🧪 Tutorial 57 — End-to-End Test Plan¶
Walk this checklist to validate both paths end-to-end: (1) the Databricks Better Together tutorial, and (2) the Hitchhiker's Guide notebooks.
Each step has explicit expected output so you can stop early if something diverges.
Third-party references — publicly sourced, good-faith comparison
This page references non-Microsoft products and services. That information is drawn from each vendor's publicly available documentation and is offered for honest, good-faith comparison only. This is a personal project written from a Microsoft Fabric and Azure perspective; it does not claim expertise in, or authority over, any third-party product, and nothing here is an official statement by, or endorsed by, those vendors. Capabilities, pricing, and features change often — always verify against the vendor's current official documentation. Where a third-party offering is the stronger choice, we say so plainly.

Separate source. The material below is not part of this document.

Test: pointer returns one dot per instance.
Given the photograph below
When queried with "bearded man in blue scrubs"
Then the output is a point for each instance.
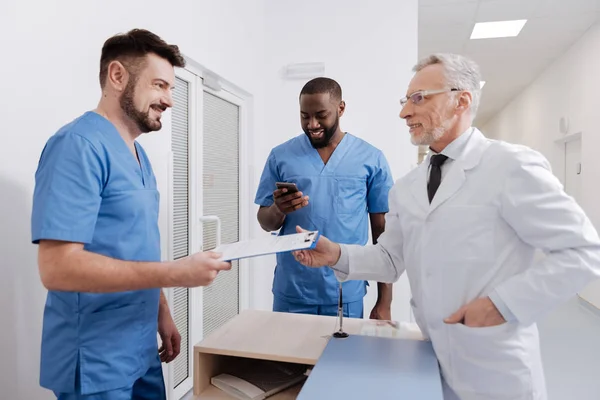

Path 1 — Tutorial 57 happy path¶
Phase 0 — Sample data¶
- Run
python tutorials/57-databricks-better-together/scripts/generate_sample_data.py. - Expect:
sample-data/57-better-together/retail/*.parquet(5 files) +sample-data/57-better-together/personas/{users,groups}.csv. - Expect: deterministic output — re-running produces byte-identical files (seed=57).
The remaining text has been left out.